4. Reported Model Performance on HDMBench
The HDM-2 model—a multi-task architecture integrating context verification and knowledge validation—serves as a primary baseline and demonstrates robust performance on HDMBench:
- Common-Knowledge Hallucination Detection
- Precision: ~74.8%
- Recall: 74.4%
- F1 Score: 73.6%
- Token and Sentence-Level Analysis
- HDM-2 outputs an overall hallucination score per response and token-level scores .
- Aggregation functions and thresholding enable comparative, quantitative performance measurement.
- Parameter Efficiency
- On context-based hallucination detection (e.g., RagTruth), HDM-2 (3B parameters) simultaneously achieves high precision and F1 scores, outperforming larger models such as Qwen, GPT-4o, and GPT-4o-mini on specific metrics.
Reported figures and benchmarking indicate that HDMBench supports the development and discrimination of hallucination detection approaches both at aggregate and detailed granularity.
5. Accessibility and Reproducibility
HDMBench is publicly available for research and benchmarking purposes. Both the dataset and the associated HDM-2 model weights, as well as inference code, are released under open terms, facilitating transparent comparison and further research. Resources can be accessed at https://github.com/aimonlabs/hallucination-detection-model.
Direct access to all components enables an extensible experimental substrate for the enterprise LLM reliability community, advancing the state of hallucination detection through reproducibility and shared standards.
6. Significance for Enterprise and Research Applications
HDMBench represents a methodological advance in the evaluation of LLM outputs by aligning its taxonomy and scenario design with actual enterprise scenarios, including both explicit context verification and implicit knowledge validation. Its comprehensive coverage of diverse hallucination types, rigorous annotation regime, and support for detailed metric analysis address both academic benchmarking and practical system deployment requirements.

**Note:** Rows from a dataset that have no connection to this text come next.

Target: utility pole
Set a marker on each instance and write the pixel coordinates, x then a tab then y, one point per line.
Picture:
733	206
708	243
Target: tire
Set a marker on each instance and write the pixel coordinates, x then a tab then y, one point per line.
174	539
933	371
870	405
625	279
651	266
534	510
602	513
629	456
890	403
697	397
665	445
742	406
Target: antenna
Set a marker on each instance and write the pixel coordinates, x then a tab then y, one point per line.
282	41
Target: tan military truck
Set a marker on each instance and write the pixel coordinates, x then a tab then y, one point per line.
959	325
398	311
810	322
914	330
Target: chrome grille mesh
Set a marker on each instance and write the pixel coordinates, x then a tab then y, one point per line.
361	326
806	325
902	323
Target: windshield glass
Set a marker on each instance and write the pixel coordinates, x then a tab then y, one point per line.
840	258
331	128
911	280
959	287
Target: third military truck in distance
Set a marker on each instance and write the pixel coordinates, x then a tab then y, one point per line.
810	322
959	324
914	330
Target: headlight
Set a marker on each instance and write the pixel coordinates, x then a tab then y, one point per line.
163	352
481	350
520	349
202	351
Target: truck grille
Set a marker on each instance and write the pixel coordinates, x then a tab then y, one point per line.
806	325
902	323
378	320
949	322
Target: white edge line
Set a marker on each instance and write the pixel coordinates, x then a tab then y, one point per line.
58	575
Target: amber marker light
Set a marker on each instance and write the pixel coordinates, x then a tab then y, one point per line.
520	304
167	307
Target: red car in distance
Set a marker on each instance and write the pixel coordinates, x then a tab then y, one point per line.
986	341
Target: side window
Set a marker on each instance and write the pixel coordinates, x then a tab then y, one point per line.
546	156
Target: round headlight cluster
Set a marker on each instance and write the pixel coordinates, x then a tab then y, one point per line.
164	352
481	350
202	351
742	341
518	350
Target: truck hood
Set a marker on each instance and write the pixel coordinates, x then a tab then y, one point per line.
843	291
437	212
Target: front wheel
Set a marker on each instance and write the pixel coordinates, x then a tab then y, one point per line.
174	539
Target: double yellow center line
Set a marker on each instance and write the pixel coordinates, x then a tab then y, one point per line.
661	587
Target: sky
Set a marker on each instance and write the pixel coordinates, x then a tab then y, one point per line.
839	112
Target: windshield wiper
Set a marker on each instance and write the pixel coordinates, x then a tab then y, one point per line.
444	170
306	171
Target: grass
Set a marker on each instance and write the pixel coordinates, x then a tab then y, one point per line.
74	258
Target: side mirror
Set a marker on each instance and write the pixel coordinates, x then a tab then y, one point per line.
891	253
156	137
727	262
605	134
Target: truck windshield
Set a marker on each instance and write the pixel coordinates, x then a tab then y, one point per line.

A plausible implication is that the dataset will facilitate the development of LLM-based systems with higher degrees of factual reliability, contextual adherence, and explainability, particularly in industry domains where risk tolerance for inaccurate content is low. Its structure also enables future extensions, such as additional enterprise domains or evolving error typologies, without sacrificing comparability or granularity.